The non-reducing disaccharide trehalose can be used by Escherichia coli as the only source of carbon and energy. The transport of the sugar is mediated via the phosphoenolpyruvate phosphotransferase system (PTS), and the trehalose-6-phosphate formed accross the cell membrane is further splitted by an intracellular trehalose-6-phosphate hydrolase into glucose and glucose-6-phosphate. This enzyme showed to be inducible as well as the membrane bound Enz IITre when trehalose was present in the media. PEP was the most efficient phosphate group donor, while the other phosphate group derivatives utilized were inefficient. Trehalose-6-phosphate hydrolase was catabolite repressed by 1% glucose, inhibiting its expression near 100%. Trehalase also present in the cellular extracts appeared to be a constitutive enzyme because the presence of trehalose did not affect its expression. Besides, 1% glucose only partially modified its activity level.
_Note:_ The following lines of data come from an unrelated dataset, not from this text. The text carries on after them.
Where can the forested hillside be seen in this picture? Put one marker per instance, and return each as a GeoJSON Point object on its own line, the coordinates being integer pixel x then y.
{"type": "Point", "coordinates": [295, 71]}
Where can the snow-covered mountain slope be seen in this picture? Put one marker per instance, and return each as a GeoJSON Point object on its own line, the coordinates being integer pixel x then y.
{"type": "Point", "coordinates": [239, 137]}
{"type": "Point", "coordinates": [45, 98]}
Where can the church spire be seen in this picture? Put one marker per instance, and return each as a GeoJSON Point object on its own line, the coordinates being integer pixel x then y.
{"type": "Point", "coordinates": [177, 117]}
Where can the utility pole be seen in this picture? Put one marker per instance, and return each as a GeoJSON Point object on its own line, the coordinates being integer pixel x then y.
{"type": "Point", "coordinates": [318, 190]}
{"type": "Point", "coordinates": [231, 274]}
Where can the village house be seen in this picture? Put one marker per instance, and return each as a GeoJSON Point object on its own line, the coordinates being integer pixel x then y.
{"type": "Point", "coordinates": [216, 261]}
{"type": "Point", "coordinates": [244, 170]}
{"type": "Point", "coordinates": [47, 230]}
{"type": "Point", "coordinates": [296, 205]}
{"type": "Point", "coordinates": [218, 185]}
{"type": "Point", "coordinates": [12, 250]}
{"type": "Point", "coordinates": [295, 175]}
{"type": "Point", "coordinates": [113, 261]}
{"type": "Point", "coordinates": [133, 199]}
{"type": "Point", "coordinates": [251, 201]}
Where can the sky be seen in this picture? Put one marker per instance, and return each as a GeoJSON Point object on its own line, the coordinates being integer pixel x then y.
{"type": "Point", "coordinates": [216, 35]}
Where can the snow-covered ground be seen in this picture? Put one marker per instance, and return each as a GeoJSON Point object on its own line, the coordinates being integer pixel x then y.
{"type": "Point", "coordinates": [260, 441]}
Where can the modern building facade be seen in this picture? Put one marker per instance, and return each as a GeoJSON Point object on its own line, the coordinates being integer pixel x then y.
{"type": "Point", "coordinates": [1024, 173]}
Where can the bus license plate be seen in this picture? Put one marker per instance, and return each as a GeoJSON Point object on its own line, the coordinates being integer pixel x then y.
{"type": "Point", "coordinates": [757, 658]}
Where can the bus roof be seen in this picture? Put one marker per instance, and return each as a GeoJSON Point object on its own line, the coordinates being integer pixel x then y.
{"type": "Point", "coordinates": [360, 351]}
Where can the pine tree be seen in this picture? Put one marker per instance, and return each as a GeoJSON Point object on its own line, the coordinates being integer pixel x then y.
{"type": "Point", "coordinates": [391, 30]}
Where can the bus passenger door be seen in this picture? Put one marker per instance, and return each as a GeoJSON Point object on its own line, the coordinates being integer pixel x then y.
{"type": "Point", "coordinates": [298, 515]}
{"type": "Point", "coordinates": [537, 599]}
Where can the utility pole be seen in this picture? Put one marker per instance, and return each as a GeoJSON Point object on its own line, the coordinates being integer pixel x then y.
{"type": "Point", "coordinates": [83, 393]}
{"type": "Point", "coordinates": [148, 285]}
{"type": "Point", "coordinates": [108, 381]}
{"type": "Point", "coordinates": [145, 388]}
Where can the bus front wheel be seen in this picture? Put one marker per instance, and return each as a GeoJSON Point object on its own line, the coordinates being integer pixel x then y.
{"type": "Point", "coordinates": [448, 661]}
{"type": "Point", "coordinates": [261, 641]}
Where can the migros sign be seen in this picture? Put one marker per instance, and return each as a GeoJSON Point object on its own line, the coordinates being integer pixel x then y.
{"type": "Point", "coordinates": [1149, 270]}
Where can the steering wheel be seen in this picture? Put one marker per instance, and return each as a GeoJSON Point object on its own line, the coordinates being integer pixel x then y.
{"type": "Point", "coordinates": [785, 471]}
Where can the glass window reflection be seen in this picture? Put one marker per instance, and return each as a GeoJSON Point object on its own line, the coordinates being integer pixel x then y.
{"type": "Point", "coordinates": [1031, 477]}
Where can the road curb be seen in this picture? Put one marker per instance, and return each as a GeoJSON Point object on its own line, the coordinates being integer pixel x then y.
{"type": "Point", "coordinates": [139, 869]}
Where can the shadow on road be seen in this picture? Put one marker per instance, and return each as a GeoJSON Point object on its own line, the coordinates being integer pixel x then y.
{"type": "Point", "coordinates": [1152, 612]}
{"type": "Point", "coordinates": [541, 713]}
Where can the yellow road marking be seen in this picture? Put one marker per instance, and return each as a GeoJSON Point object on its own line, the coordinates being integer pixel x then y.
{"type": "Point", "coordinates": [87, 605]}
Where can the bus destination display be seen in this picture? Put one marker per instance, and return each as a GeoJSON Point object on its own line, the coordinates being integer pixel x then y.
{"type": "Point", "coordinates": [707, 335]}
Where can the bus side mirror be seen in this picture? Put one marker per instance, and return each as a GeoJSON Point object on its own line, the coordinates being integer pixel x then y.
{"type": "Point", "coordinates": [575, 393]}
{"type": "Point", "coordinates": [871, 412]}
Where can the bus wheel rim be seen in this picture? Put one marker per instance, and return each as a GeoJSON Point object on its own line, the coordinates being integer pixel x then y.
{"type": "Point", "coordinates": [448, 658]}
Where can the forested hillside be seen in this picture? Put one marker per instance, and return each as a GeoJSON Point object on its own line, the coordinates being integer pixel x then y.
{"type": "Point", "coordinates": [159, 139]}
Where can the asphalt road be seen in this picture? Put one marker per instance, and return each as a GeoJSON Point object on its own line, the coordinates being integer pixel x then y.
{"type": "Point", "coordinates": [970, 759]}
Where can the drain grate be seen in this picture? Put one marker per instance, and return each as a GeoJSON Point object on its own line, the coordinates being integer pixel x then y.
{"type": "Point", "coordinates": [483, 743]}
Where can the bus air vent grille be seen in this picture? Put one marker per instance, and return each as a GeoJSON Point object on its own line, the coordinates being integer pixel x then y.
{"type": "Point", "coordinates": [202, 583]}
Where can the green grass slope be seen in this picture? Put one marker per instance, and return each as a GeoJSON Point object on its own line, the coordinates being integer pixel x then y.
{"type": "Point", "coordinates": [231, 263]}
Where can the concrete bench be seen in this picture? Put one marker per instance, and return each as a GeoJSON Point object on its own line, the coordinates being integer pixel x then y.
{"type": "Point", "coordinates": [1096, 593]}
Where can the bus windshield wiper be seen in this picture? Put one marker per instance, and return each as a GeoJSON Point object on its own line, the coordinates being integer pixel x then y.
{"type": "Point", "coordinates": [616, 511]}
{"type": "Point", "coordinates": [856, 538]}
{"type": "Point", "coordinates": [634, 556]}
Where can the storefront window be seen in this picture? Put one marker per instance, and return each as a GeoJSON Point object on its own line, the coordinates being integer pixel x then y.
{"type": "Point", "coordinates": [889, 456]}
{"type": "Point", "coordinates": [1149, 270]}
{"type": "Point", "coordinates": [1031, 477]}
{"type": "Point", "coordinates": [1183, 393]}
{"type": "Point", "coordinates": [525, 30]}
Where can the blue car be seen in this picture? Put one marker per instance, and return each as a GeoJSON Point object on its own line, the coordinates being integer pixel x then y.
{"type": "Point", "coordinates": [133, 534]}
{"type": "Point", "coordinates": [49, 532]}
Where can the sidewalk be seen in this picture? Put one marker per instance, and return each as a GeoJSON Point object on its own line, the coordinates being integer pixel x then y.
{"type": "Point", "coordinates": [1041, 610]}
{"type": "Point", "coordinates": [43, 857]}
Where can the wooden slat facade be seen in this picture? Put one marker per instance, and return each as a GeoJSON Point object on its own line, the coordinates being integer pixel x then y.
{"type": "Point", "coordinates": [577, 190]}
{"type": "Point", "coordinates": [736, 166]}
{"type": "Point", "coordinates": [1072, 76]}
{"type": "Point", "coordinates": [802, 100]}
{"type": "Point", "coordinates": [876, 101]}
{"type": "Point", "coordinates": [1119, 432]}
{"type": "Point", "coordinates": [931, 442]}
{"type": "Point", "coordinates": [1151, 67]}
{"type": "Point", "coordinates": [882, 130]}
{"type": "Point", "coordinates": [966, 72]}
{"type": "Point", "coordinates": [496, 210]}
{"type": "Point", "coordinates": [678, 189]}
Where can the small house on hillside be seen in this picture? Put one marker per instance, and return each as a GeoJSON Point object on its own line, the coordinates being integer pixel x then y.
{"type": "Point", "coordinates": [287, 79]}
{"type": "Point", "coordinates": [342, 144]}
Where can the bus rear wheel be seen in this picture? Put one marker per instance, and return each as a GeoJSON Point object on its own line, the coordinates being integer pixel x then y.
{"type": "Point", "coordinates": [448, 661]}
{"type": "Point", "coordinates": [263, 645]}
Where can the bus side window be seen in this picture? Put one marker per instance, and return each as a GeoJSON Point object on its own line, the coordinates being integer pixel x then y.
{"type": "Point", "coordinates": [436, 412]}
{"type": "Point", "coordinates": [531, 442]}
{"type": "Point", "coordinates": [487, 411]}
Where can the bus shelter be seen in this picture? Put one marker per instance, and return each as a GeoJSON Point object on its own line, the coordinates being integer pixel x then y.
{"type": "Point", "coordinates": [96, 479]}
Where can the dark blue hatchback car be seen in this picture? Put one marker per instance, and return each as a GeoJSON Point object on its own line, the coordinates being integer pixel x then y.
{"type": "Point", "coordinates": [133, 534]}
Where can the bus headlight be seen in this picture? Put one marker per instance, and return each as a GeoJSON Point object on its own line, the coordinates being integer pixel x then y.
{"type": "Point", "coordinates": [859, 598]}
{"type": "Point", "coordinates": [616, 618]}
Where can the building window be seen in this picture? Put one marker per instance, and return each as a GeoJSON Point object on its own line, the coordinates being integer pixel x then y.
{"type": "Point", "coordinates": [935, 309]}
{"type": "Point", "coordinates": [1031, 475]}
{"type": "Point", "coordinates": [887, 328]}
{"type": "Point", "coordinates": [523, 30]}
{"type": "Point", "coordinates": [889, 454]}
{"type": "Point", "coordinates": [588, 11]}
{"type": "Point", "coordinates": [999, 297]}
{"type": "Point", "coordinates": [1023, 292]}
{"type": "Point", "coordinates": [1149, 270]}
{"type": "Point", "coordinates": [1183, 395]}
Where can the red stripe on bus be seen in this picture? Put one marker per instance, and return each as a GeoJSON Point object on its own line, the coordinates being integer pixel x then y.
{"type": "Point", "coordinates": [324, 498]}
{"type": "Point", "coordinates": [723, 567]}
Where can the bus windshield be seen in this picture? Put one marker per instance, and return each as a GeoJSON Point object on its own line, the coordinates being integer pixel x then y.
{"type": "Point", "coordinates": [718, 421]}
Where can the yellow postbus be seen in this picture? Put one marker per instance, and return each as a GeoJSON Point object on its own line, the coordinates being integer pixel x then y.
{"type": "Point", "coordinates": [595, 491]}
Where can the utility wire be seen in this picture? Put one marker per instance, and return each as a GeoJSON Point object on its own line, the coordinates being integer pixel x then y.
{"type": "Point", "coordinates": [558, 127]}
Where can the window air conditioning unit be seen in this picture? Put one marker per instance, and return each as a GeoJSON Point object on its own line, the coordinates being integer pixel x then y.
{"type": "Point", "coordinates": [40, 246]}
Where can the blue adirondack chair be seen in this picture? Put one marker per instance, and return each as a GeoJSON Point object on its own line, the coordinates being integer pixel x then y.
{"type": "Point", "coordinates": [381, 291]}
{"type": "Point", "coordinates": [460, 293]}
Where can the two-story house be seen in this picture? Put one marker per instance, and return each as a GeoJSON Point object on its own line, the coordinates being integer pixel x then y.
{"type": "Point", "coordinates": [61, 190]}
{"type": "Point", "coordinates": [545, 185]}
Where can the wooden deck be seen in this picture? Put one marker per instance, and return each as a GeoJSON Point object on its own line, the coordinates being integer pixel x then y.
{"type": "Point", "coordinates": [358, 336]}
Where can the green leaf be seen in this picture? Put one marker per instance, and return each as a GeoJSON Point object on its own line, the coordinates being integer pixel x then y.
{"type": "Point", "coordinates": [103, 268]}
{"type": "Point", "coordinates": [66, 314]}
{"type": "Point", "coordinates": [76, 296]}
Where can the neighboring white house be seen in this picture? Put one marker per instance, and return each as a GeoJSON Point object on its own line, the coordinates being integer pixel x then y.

The apparent K-m for [C-14]trehalose uptake, when cells were grown in this sugar, was 4.5 mu M, while it was 12.5 mu M when glycerol was used as the carbon source; V-max were 8 and 1 nmol/min/mg protein respectively. Preliminary experiments with Salmonella typhimurium LT2 showed that trehalase, as it was reported for E. coli by other workers and confirmed by us, is present in the periplasmic space.